Ein lautes Zischen ertönte und im letzten Moment hatte der dämliche Magier mein Vorhaben offensichtlich doch noch verstanden und sich in einen Eisblock geflüchtet. Vielleicht tat er dies auch nur aus Angst vor einem Wutausbruch meinerseits...aber...wie auch immer, vorerst waren wir gerettet, denn die Untoten hieben und schlugen wie blöde auf das Eis ein, welches natürlich keinen Millimeter nachgab.
"Puh...das war knapp." seufzte ich erleichtert und wollte mich grade auf einen Hocker niederlassen, als ich erneut hochschreckte.
Das elende Gebäude hatte ja noch einen Eingang!
Und auch dieser war weit, weit offen und nicht mit einer Tür gesegnet.
"SCHEISSE, DER HINTEREINGANG!" schrie ich gehetzt.
"Da...da kommen noch mehr Untote!" winselte der Druide ängstlich. "Wir sind verloren! WIR SIND VERLOREN!"
"NIEMALS!" brüllte ich. " Baumform! Los, LOS! MACH BAUMFORM!"
Glücklicherweise war der Druide schneller als der Magier, und zusammen mit einem anderen Druiden stellte er sich in die tödliche Öffnung und beide begaben sich in ihre Baumform und verwurzelten sich fest an den Türrahmen.
Auch diese Barrikade war undurchlässig und die Untoten bissen sich auch hier im wahrsten Sinne des Wortes die Zähne aus.
"Mann, Mann, Mann..." seufzte ich erneut und ließ mich diesmal tatsächlich auf den Hocker sinken. "Grade nochmal gutgegangen."
Nachdem ich einige Male tief durchgeatmet hatte, ging mein Blick durch die Runde. Außer den zwei Druiden in der einen und dem Magier in der anderen Tür waren noch der Priester und ein Jäger da.

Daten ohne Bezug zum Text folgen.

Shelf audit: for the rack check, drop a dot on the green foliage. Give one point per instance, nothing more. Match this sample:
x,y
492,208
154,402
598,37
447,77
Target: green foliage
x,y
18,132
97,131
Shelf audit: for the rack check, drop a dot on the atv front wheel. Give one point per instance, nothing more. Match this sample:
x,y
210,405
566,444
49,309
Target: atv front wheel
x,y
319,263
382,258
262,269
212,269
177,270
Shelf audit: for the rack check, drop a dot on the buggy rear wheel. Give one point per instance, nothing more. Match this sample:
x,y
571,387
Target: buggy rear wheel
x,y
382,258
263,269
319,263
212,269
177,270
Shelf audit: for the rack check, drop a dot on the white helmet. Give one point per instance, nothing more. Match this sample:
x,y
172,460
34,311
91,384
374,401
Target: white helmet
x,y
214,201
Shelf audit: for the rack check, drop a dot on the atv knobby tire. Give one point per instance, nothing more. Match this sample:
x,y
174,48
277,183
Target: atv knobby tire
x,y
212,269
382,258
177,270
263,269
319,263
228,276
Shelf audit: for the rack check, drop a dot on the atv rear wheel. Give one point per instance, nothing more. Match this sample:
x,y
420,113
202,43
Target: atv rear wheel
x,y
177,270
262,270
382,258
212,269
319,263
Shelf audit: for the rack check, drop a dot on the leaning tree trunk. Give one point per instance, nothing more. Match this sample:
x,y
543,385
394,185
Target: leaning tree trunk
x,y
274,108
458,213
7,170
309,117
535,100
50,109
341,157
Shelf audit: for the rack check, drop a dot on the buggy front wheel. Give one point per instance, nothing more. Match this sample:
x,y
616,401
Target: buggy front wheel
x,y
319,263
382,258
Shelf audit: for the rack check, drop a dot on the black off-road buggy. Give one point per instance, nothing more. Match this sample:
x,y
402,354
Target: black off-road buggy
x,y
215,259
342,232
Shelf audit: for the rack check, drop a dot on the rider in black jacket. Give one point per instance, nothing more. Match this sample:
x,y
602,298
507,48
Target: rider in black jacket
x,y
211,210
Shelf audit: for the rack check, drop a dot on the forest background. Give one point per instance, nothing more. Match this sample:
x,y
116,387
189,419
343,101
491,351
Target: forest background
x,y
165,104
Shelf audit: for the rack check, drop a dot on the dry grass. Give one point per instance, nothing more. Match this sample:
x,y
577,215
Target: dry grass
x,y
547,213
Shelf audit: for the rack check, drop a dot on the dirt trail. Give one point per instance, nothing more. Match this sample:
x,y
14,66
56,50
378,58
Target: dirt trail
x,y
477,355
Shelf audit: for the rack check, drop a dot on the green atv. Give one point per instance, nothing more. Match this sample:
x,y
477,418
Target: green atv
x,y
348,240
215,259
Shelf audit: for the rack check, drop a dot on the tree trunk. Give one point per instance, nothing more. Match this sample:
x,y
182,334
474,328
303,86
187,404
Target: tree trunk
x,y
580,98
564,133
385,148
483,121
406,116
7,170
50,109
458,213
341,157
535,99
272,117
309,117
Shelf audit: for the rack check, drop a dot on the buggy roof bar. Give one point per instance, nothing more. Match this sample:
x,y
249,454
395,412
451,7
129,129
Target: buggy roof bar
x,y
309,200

Beide zitterten merklich.
"Keine Angst...es wird schon..." sagte ich gelassen. "...ihr könnt mit Zittern aufhören."
"Pfff..." brummte der Jäger. "...es ist SAUKALT hier! Fällt Dir das gar nicht auf??"
Doch...jetzt, wo er es sagte...es war tatsächlich äußerst kalt geworden. Wahrscheinlich lag das an dem eingefrorenen Magier, der eine ziemliche fröstelnde Atmosphäre verbreitete. Sofort mußte ich an meine Zeit in Winterquell denken, wo ich Monate verbracht hatte und wo es auch immer so bitterkalt gewesen war. Und sofort schoss mir auch das Bild von Rivern Frostwind ins Gedächtnis...
"HOLZ!" schrie ich entsetzt. "WIR MÜSSEN SOFORT HEIZEN! IST NOCH EIN DRUIDE DA??"
"Wie wärs mit Deinem Hocker?" nörgelte die Priesterin bibbernd.
"Pah!" entgegnete ich gereizt. "Wo soll ich denn dann sitzen, aber...hey...Deine Kleider sind doch aus Stoff...!"
Sie sah mich entsetzt an und wollte noch irgendwas zu ihrer Verteidigung sagen, aber bevor sie sich irgendwo verstecken konnte und bevor dem Jäger dämmerte was ich vorhatte, hatte ich der kreischenden Priesterin schon ihr Kleid heruntergerissen und in den Ofen geworden. Sofort flammte ein wärmendes, fröhlich zündelndes Feuer auf und erfüllte den Raum mit wohliger Wärme.
"Oh, schon viel besser...!" schnalzte ich zufrieden und schob meinen Hocker näher an den Ofen heran.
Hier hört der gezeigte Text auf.